In the west are millions of workers with cars, who are now finding it difficult to take out the loans to buy more modern and better specified replacements. When people fear for their jobs they rein in spending on cars. When banks are stretched, cutting down the car loans is an easy option for them.
The industrial renaissance of post war Germany in part revolved around production of the Beetle. A simple relatively cheap car became a popular icon, because it was affordable and reliable. Asia needs several such products to lead the expansion of domestic demand for cars. Is the west’s industry going to come up with something, or is it going to ignore that opportunity, watching the switch of leadership from western to eastern car companies?
Come to think of it, some smaller more fuel efficient cheaper products could go down well in the West as well. Many retired people, unhappy with the attack on their savings, might be persuaded to buy a realistically priced run about from some of their savings before government policy destroys more of its value.
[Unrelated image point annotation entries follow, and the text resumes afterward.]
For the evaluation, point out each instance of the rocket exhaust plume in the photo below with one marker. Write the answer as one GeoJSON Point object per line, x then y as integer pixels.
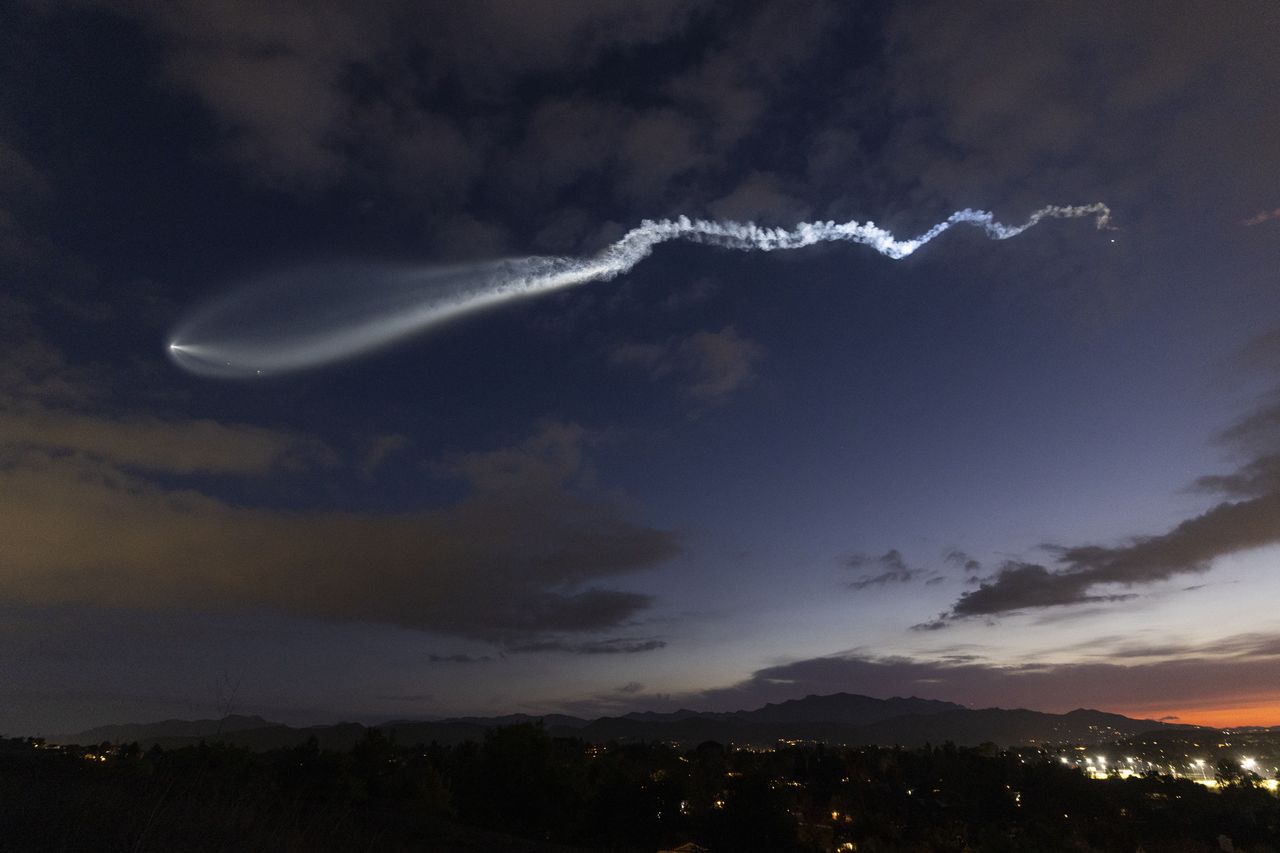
{"type": "Point", "coordinates": [310, 316]}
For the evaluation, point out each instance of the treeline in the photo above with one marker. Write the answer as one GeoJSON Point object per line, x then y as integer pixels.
{"type": "Point", "coordinates": [521, 789]}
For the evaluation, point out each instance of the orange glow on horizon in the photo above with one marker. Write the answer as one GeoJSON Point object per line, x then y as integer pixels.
{"type": "Point", "coordinates": [1229, 714]}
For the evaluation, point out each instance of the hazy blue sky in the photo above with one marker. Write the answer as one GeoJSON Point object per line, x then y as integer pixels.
{"type": "Point", "coordinates": [1041, 471]}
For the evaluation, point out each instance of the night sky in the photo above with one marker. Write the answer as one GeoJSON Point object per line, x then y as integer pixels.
{"type": "Point", "coordinates": [1031, 473]}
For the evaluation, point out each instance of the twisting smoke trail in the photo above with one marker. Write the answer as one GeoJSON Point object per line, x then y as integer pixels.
{"type": "Point", "coordinates": [318, 315]}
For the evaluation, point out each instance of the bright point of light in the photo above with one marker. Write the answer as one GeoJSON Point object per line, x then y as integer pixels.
{"type": "Point", "coordinates": [309, 316]}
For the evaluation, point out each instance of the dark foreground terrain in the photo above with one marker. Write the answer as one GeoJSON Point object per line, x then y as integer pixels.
{"type": "Point", "coordinates": [521, 789]}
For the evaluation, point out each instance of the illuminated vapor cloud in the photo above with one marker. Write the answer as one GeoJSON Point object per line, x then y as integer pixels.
{"type": "Point", "coordinates": [310, 316]}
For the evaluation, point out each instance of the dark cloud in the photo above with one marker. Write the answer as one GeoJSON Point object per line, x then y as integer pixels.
{"type": "Point", "coordinates": [961, 560]}
{"type": "Point", "coordinates": [613, 646]}
{"type": "Point", "coordinates": [1092, 573]}
{"type": "Point", "coordinates": [888, 568]}
{"type": "Point", "coordinates": [94, 516]}
{"type": "Point", "coordinates": [458, 658]}
{"type": "Point", "coordinates": [1261, 217]}
{"type": "Point", "coordinates": [1238, 669]}
{"type": "Point", "coordinates": [709, 365]}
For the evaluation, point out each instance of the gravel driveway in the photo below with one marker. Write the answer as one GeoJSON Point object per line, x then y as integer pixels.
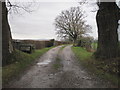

The industry has to rethink its strategy. The Western regulators also have to take on board that their many requirements have been adding cost and weight to Western vehicles, putting them out of reach of many people round the world who would like to buy a car.
UK government policy is to cut private sector living standards for many, by increasing taxes, increasing borrowing from private sector savers, and slashing interest rates on money saved. That means we will not be able to buy so many cars.